Rose to Facebook on Auto-Generated Terrorist Page: ‘Why is this still up?’
In back-to-back hearings, Congressman blasts industry’s anti-terrorism forum as ‘a joke’ and highlights shortfalls of social media AI in combating terrorism
Washington, June 26, 2019
Watch Rose’s line of questioning from today’s hearing HERE.
Congressman Max Rose, Chair of the Homeland Security Subcommittee on Intelligence and Counterterrorism, blasted top social media companies for continued failures and the shortfalls of artificial intelligence (AI) in combating terrorism on their platforms in back-to-back Homeland Security hearings yesterday and today. Rose again highlighted that not only has Facebook’s AI failed to stop terrorist content like the Christchurch massacre shooting, but it has also created auto-generated community and business pages of terrorist groups.
“If there were terrorist content shown to be on your platforms by a public entity, would you take it down?” Rose asked Monika Bickert, Facebook’s Head of Global Policy Management. “So, Ms. Bickert, why when the Whistleblower Foundation reveals that Facebook is establishing, through its AI platform, Al Qaeda community groups such as this one, a local business Al Qaeda in the Arabian Peninsula with 217 followers. I have it right here on my phone, by the Whistleblower Center. It is considered the most active of Al Qaeda’s branches or franchises that emerged due to weakening of central leadership, is a militant Islamist organization primarily active in Yemen and Saudi Arabia. Why is this still up? We have every right right now to feel as if you are not taking this seriously, and by we, I mean not Congress but the American people.”
Earlier this month, Rose took to the House floor to highlight a similar auto-generated Facebook page of an Al Qaeda-linked terrorist organization that remained active weeks after first being reported by the Associated Press—and remained active until just this week after additional follow up from Rose.
“How is anyone supposed to think that you all take this collective action problem seriously, if you have no one working full-time [at the Global Internet Forum to Counter Terrorism]?” Rose asked executives from Facebook, YouTube, and Twitter, who are all members of the forum. “This is not something technology alone can solve. This is a problem that we’re blaming the entire industry for, rightfully so. And there are the smallest of associations in this town and throughout the country that do so much more than you do and it’s insulting—it is insulting that you would not at least apologize for saying that there were no established [points of contact] prior to the Christchurch shooting. It was a joke of an association, it remains a joke of an association, and we have got to see this thing dramatically improved.”
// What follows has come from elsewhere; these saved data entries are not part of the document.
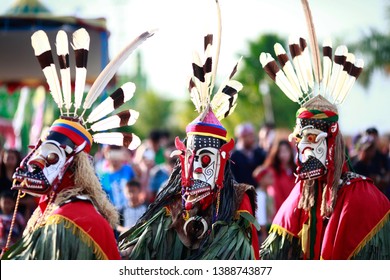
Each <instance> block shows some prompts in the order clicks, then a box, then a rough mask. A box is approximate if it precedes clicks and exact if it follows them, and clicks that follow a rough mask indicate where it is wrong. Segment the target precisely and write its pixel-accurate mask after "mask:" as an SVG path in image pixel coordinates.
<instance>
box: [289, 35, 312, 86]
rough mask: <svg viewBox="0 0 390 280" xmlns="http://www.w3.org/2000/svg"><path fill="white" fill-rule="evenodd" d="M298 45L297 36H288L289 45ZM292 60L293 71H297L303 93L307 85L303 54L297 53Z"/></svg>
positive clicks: (298, 77) (306, 75)
mask: <svg viewBox="0 0 390 280" xmlns="http://www.w3.org/2000/svg"><path fill="white" fill-rule="evenodd" d="M293 44H295V45H298V46H299V40H298V38H297V37H293V36H291V37H290V38H289V45H293ZM292 62H293V64H294V68H295V72H296V73H297V77H298V80H299V84H300V85H301V88H302V90H303V92H304V93H307V92H308V86H307V75H306V70H305V68H304V65H305V61H304V58H303V55H302V54H301V55H297V56H295V57H294V58H293V59H292Z"/></svg>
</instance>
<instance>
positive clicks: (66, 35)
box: [56, 30, 72, 114]
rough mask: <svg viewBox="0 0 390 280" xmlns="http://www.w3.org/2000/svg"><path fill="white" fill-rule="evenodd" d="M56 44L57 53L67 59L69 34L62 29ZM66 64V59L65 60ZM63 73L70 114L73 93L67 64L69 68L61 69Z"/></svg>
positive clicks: (63, 91)
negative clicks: (56, 48) (68, 35)
mask: <svg viewBox="0 0 390 280" xmlns="http://www.w3.org/2000/svg"><path fill="white" fill-rule="evenodd" d="M56 45H57V55H58V56H59V57H62V59H64V60H65V59H66V57H67V56H68V55H69V47H68V46H69V43H68V36H67V35H66V33H65V31H63V30H60V31H58V33H57V37H56ZM64 62H65V64H66V61H64ZM60 74H61V85H62V93H63V95H64V103H65V108H66V109H67V112H68V114H69V109H70V107H71V106H72V95H71V83H70V68H69V65H67V68H65V69H60Z"/></svg>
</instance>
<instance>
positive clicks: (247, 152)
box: [231, 123, 266, 186]
mask: <svg viewBox="0 0 390 280" xmlns="http://www.w3.org/2000/svg"><path fill="white" fill-rule="evenodd" d="M235 136H236V138H237V143H236V147H235V150H233V152H232V156H231V160H232V162H233V164H232V172H233V175H234V178H235V180H236V181H237V182H238V183H245V184H249V185H252V186H256V181H255V179H254V178H253V176H252V173H253V171H254V170H255V168H256V167H258V166H260V165H261V164H263V162H264V159H265V157H266V153H265V151H264V150H263V149H262V148H260V147H259V146H258V145H257V144H256V139H255V130H254V128H253V125H252V124H251V123H244V124H240V125H238V126H237V127H236V129H235Z"/></svg>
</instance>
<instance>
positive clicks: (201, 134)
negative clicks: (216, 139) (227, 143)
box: [187, 131, 227, 142]
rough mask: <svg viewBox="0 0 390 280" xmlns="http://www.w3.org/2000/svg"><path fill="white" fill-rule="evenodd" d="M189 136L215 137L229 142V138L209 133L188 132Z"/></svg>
mask: <svg viewBox="0 0 390 280" xmlns="http://www.w3.org/2000/svg"><path fill="white" fill-rule="evenodd" d="M187 135H200V136H208V137H214V138H218V139H221V140H224V141H226V142H227V138H226V137H223V136H219V135H217V134H212V133H207V132H192V131H191V132H187Z"/></svg>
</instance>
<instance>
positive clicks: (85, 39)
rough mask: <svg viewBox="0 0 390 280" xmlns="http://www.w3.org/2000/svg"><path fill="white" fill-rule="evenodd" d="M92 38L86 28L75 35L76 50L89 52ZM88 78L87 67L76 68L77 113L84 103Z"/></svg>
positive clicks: (75, 102)
mask: <svg viewBox="0 0 390 280" xmlns="http://www.w3.org/2000/svg"><path fill="white" fill-rule="evenodd" d="M89 43H90V37H89V34H88V32H87V30H85V29H84V28H80V29H78V30H76V31H75V32H74V33H73V44H72V47H73V49H74V50H81V49H84V50H87V51H89ZM86 78H87V69H86V68H85V67H82V68H80V67H76V79H75V92H74V96H75V102H74V107H75V112H76V111H77V109H78V108H80V106H81V103H82V101H83V95H84V90H85V80H86Z"/></svg>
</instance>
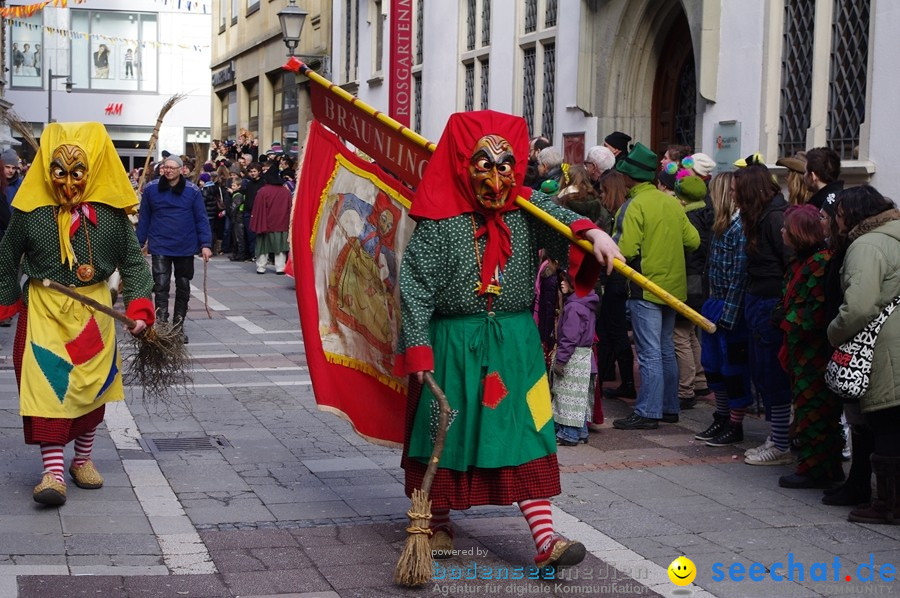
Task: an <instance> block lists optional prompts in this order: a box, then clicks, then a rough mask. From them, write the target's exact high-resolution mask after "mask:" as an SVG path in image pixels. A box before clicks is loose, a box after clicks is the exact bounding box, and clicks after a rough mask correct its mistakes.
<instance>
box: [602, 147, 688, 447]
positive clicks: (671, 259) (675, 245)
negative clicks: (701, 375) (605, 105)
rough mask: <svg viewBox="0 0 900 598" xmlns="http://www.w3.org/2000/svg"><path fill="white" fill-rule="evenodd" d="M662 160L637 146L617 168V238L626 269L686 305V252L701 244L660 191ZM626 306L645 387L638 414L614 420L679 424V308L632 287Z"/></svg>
mask: <svg viewBox="0 0 900 598" xmlns="http://www.w3.org/2000/svg"><path fill="white" fill-rule="evenodd" d="M657 163H658V159H657V157H656V154H655V153H653V152H652V151H651V150H650V149H649V148H648V147H646V146H645V145H643V144H641V143H638V144H636V145H635V147H634V149H632V150H631V152H630V153H629V154H628V156H627V157H626V158H625V159H624V160H622V161H620V162H619V163H618V164H616V170H618V171H619V172H621V173H622V174H623V175H625V179H626V182H625V186H626V187H628V199H627V200H626V201H625V204H624V205H623V206H622V207H621V208H619V211H618V212H617V213H616V221H615V228H614V233H613V240H615V241H616V243H618V245H619V250H620V251H621V252H622V254H623V255H624V256H625V258H626V259H627V260H628V265H629V266H631V267H632V268H634V269H635V270H637V271H638V272H641V273H642V274H643V275H644V276H646V277H647V278H649V279H650V280H652V281H653V282H655V283H656V284H658V285H659V286H661V287H662V288H664V289H667V290H668V291H669V292H670V293H671V294H672V295H674V296H675V297H677V298H678V299H680V300H682V301H684V300H685V299H687V278H686V273H685V263H684V250H685V249H687V250H689V251H693V250H695V249H697V247H699V246H700V235H699V234H697V229H695V228H694V227H693V226H692V225H691V223H690V222H689V221H688V219H687V216H686V215H685V213H684V208H682V206H681V204H680V203H679V201H678V200H677V199H675V198H674V197H672V196H670V195H666V194H665V193H663V192H662V191H659V190H658V189H657V188H656V185H654V184H653V180H654V179H655V178H656V167H657ZM629 286H630V288H629V299H628V308H629V309H630V310H631V326H632V330H633V332H634V344H635V348H636V349H637V354H638V362H639V363H640V373H641V387H640V389H639V391H638V396H637V403H636V404H635V408H634V412H633V413H632V414H631V415H629V416H628V417H626V418H623V419H617V420H615V421H613V426H614V427H615V428H618V429H620V430H652V429H655V428H657V427H658V426H659V422H660V421H664V422H667V423H675V422H677V421H678V412H679V404H678V365H677V363H676V361H675V345H674V343H673V340H672V334H673V330H674V328H675V310H674V309H672V308H671V307H669V306H668V305H666V304H665V303H664V302H663V300H662V299H660V298H658V297H656V296H654V295H650V294H649V293H647V294H645V293H644V292H643V289H641V288H640V287H639V286H637V285H636V284H634V283H631V284H630V285H629Z"/></svg>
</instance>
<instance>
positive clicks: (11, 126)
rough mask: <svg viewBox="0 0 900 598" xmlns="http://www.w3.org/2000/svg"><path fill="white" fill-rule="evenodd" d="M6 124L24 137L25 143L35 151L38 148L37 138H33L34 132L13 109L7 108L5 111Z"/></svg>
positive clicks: (39, 147)
mask: <svg viewBox="0 0 900 598" xmlns="http://www.w3.org/2000/svg"><path fill="white" fill-rule="evenodd" d="M6 124H8V125H9V128H10V129H12V130H13V131H15V132H16V133H18V134H19V135H20V136H21V137H22V138H23V139H25V141H26V143H28V145H30V146H31V149H33V150H34V152H35V153H37V151H38V149H40V145H39V144H38V142H37V139H35V138H34V132H32V130H31V125H29V124H28V123H26V122H24V121H23V120H22V119H21V118H20V117H19V115H18V114H16V113H15V111H13V110H8V111H7V112H6Z"/></svg>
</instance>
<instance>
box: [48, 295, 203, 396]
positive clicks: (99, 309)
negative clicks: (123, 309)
mask: <svg viewBox="0 0 900 598" xmlns="http://www.w3.org/2000/svg"><path fill="white" fill-rule="evenodd" d="M44 286H45V287H47V288H50V289H53V290H54V291H58V292H60V293H62V294H63V295H66V296H67V297H71V298H72V299H74V300H75V301H78V302H79V303H81V304H83V305H86V306H87V307H90V308H91V309H93V310H95V311H99V312H100V313H103V314H106V315H107V316H109V317H111V318H113V319H114V320H117V321H119V322H121V323H123V324H125V325H126V326H127V327H128V328H134V326H135V325H136V324H137V322H135V321H134V320H132V319H131V318H129V317H128V316H126V315H125V314H123V313H121V312H119V311H116V310H115V309H113V308H111V307H109V306H107V305H103V304H102V303H98V302H97V301H95V300H94V299H91V298H90V297H86V296H84V295H82V294H81V293H79V292H78V291H76V290H75V289H74V288H72V287H67V286H65V285H61V284H59V283H58V282H56V281H53V280H50V279H49V278H45V279H44ZM131 342H132V347H133V349H134V351H133V353H134V354H133V356H132V359H131V360H130V361H129V363H128V369H127V370H126V371H125V374H124V378H125V379H126V380H127V381H128V382H129V383H132V384H138V385H140V387H141V390H142V392H143V393H144V397H145V398H147V397H149V398H151V399H153V400H154V401H156V400H162V401H163V402H168V398H169V397H170V396H171V393H172V391H173V389H176V388H184V387H185V386H187V385H188V384H190V383H191V382H192V379H191V372H190V363H191V361H190V356H189V355H188V352H187V349H186V348H185V346H184V337H182V335H181V330H179V329H176V328H174V327H172V326H170V325H168V324H161V325H156V326H153V327H151V328H148V329H146V330H145V331H144V332H142V333H141V334H139V335H137V336H132V337H131Z"/></svg>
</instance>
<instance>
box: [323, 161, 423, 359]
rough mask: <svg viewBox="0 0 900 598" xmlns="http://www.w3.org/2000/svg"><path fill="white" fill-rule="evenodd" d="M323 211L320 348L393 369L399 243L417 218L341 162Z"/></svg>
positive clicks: (371, 183)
The Global Internet Forum to Counter Terrorism (GIFCT) is an industry-led initiative formed by Facebook, Microsoft, Twitter, and YouTube in 2017 with the mission to curb the spread of terrorist content online. Rose pointed out, and confirmed on the record with the social media executives, that GIFCT has no full-time employees, no brick-and-mortar headquarters, and prior to the Christchurch shooting had no public points of contact. Additionally, the GIFCT’s website remains out of date, including listing last year’s chair.
Rose also chaired a Homeland Security Subcommittee on Intelligence and Counterterrorism hearing yesterday with AI experts, including the former Chief Security Officer of Facebook, titled “Artificial Intelligence and Counterterrorism: Possibilities and Limitations.”
“We’ve been approached by these social media companies with this libertarian, technocratic elitism, that is highly, highly disturbing—and it centers around them claiming that AI can accomplish everything,” said Rose in his opening statement yesterday. “And as a consequence when we asked them, ‘How many people have you hired? How many resources have you dedicated to this problem?’ They will not give us a straight answer because again they refer to AI.”
Rose previously called on the top social media companies to provide information on their annual budgets for counterterrorism related programs, and blasted unsatisfactory responses from the companies. Additionally, Rose called on social media companies to work more closely with law enforcement to prevent the spread of terrorist content on their platforms.